July 11, 2006
Product Naming: Stop Morphing My Phonemes!
I find one of the challenges in using foreign words to create new product names is the way sounds shift shape across languages.
Linguists call a unit of sound a “phoneme,” from the Greek word phone, meaning “voice.” And right there we have a demonstration of the problem. English “phone” is a one-syllable word, but Greek phone is two syllables, since the “e” at the end rhymes with “way.”
English has one letter, “e,” to represent the two Greek “e”s: Epsilon (the short e, pronounced like the “e” in English “bed”) and Eta, which is pronounced like a long English “a”. Not only that, but English uses “e” to represent at least two other sounds as well: the “uh” of “the” and the long “e” of “Steve.” And then there’s the silent “e,” at the end of “Steve,” which isn’t pronounced at all.

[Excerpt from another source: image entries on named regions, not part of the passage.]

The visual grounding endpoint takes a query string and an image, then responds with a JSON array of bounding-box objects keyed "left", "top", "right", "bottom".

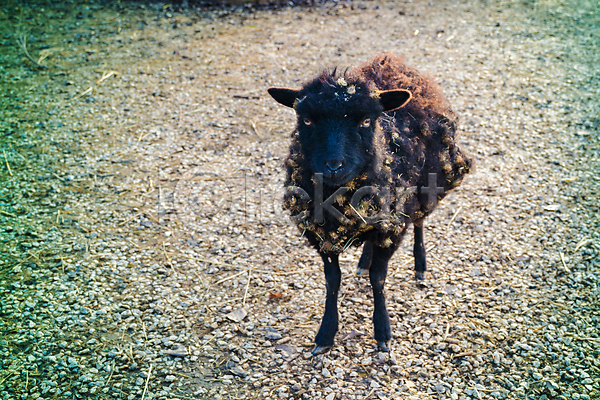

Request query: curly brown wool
[{"left": 269, "top": 53, "right": 471, "bottom": 354}]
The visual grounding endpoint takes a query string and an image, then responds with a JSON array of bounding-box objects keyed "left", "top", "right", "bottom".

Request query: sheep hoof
[
  {"left": 377, "top": 341, "right": 390, "bottom": 353},
  {"left": 311, "top": 345, "right": 333, "bottom": 356}
]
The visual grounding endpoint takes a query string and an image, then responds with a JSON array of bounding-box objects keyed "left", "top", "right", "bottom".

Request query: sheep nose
[{"left": 325, "top": 160, "right": 344, "bottom": 172}]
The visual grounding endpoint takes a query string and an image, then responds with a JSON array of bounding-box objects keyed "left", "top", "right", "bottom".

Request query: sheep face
[{"left": 269, "top": 73, "right": 411, "bottom": 186}]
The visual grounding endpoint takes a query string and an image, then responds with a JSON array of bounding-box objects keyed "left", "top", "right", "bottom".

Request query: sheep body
[
  {"left": 284, "top": 53, "right": 471, "bottom": 253},
  {"left": 269, "top": 53, "right": 471, "bottom": 354}
]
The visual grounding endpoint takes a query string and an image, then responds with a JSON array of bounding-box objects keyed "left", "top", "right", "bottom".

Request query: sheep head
[{"left": 268, "top": 71, "right": 411, "bottom": 186}]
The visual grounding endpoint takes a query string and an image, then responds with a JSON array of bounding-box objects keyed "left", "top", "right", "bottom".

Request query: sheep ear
[
  {"left": 267, "top": 88, "right": 300, "bottom": 108},
  {"left": 378, "top": 89, "right": 412, "bottom": 112}
]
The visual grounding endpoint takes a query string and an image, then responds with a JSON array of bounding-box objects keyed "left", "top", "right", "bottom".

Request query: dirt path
[{"left": 0, "top": 0, "right": 600, "bottom": 400}]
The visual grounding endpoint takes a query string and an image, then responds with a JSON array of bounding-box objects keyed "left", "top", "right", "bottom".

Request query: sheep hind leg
[
  {"left": 413, "top": 220, "right": 427, "bottom": 280},
  {"left": 356, "top": 242, "right": 373, "bottom": 276},
  {"left": 312, "top": 253, "right": 342, "bottom": 355},
  {"left": 369, "top": 246, "right": 396, "bottom": 351}
]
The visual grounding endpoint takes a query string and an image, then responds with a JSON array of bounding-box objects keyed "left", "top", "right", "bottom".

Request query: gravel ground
[{"left": 0, "top": 0, "right": 600, "bottom": 400}]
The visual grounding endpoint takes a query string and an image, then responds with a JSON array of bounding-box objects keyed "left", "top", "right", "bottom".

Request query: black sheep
[{"left": 269, "top": 53, "right": 471, "bottom": 354}]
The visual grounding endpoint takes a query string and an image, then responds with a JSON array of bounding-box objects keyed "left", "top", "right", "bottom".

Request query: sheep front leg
[
  {"left": 369, "top": 245, "right": 396, "bottom": 351},
  {"left": 413, "top": 220, "right": 427, "bottom": 280},
  {"left": 312, "top": 253, "right": 342, "bottom": 355}
]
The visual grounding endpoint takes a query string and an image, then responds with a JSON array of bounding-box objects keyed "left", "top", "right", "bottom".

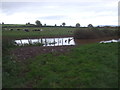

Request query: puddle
[{"left": 14, "top": 37, "right": 75, "bottom": 46}]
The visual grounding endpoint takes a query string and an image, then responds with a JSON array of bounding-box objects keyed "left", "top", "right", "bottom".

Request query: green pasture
[
  {"left": 2, "top": 27, "right": 117, "bottom": 38},
  {"left": 2, "top": 43, "right": 118, "bottom": 88}
]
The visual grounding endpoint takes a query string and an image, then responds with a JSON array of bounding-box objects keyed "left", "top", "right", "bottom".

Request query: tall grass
[{"left": 74, "top": 27, "right": 120, "bottom": 39}]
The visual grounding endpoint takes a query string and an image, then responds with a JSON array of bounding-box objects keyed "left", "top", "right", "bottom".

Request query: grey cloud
[{"left": 39, "top": 15, "right": 67, "bottom": 20}]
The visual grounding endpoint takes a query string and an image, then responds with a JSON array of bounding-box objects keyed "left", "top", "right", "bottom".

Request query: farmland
[{"left": 2, "top": 27, "right": 118, "bottom": 88}]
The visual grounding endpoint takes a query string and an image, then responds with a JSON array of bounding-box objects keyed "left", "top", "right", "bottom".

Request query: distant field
[
  {"left": 2, "top": 27, "right": 117, "bottom": 38},
  {"left": 2, "top": 27, "right": 118, "bottom": 88},
  {"left": 2, "top": 27, "right": 76, "bottom": 37},
  {"left": 3, "top": 43, "right": 118, "bottom": 88}
]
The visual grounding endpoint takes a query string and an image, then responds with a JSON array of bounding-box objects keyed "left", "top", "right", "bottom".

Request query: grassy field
[
  {"left": 2, "top": 27, "right": 118, "bottom": 88},
  {"left": 2, "top": 27, "right": 76, "bottom": 37},
  {"left": 3, "top": 43, "right": 118, "bottom": 88},
  {"left": 2, "top": 27, "right": 117, "bottom": 38}
]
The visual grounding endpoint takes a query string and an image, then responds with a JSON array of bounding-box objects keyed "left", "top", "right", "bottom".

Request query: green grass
[
  {"left": 2, "top": 27, "right": 75, "bottom": 37},
  {"left": 3, "top": 43, "right": 118, "bottom": 88}
]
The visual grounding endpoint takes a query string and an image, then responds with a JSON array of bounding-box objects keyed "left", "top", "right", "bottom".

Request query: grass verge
[{"left": 3, "top": 43, "right": 118, "bottom": 88}]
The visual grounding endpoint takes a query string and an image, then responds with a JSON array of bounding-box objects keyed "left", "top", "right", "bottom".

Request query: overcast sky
[{"left": 0, "top": 0, "right": 119, "bottom": 26}]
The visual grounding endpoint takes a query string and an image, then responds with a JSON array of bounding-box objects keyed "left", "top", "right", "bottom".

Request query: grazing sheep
[
  {"left": 68, "top": 38, "right": 72, "bottom": 43},
  {"left": 65, "top": 40, "right": 67, "bottom": 42},
  {"left": 17, "top": 29, "right": 20, "bottom": 31},
  {"left": 9, "top": 29, "right": 13, "bottom": 31},
  {"left": 23, "top": 29, "right": 29, "bottom": 32}
]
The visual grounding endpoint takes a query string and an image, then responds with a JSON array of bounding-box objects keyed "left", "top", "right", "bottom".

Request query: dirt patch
[{"left": 11, "top": 46, "right": 75, "bottom": 61}]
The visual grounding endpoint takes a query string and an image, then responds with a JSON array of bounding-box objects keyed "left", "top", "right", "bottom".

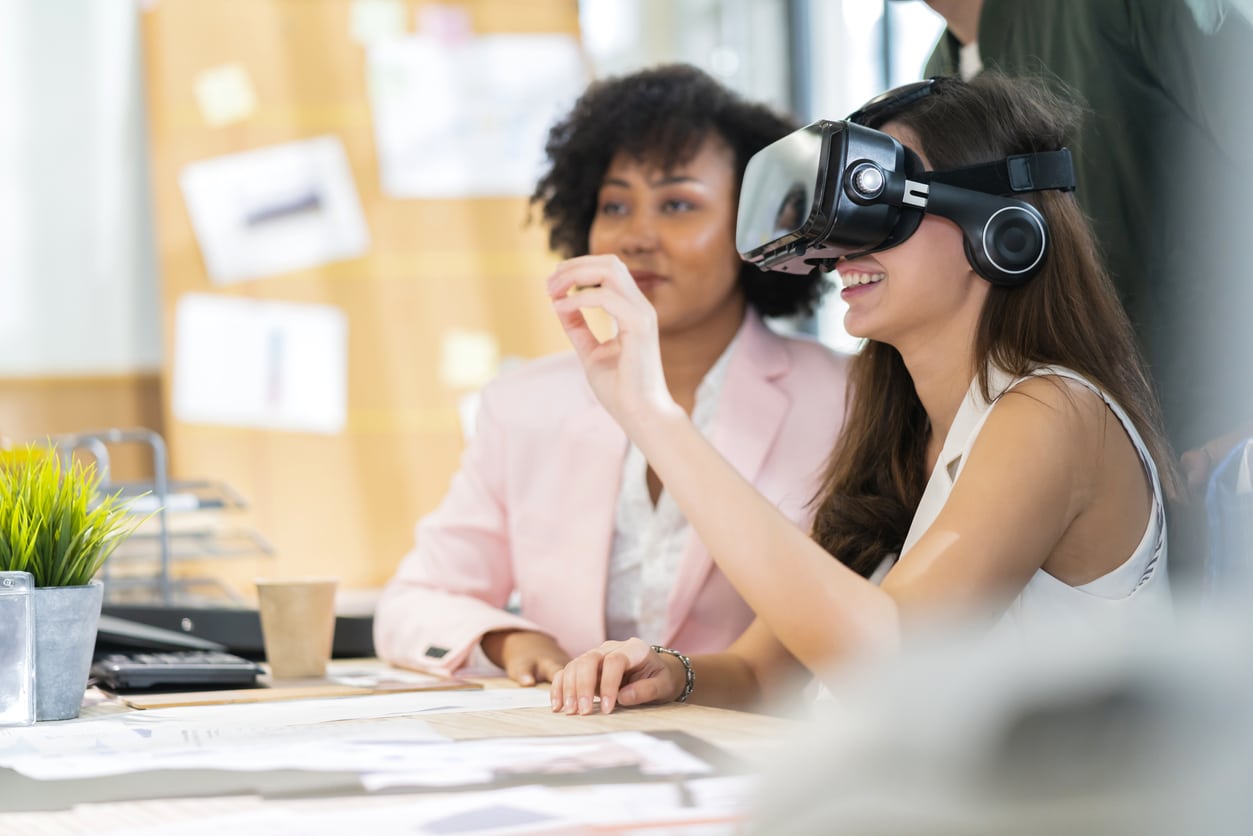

All of which means that English speakers might not be sure how to pronounce a new name with an “e” in it, unless the “e” is part of a word or name they already know.
I feel if people can’t pronounce a brand name, they’re not going to talk about it - and those who hear them might not realize which product they mean if they do. Look at the problem Nike (another Eta word, this time the name of the Greek goddess of victory) had convincing the American public that its brand name didn’t rhyme with “bike.”
This problem with the changing shape of sounds rules out a lot of otherwise good name candidates, at least for English names. Languages like Italian, Spanish, and German are much more a case of “what you see is what you get” when it comes to pronunciation and spelling.
But English, precisely because it has roots in so many languages and uses so many imported words, has many ways to represent every sound and many sounds for every combination of letters (called a “morpheme,” from the Greek word for shape).
The moral of the story? Watch out for Etas when naming.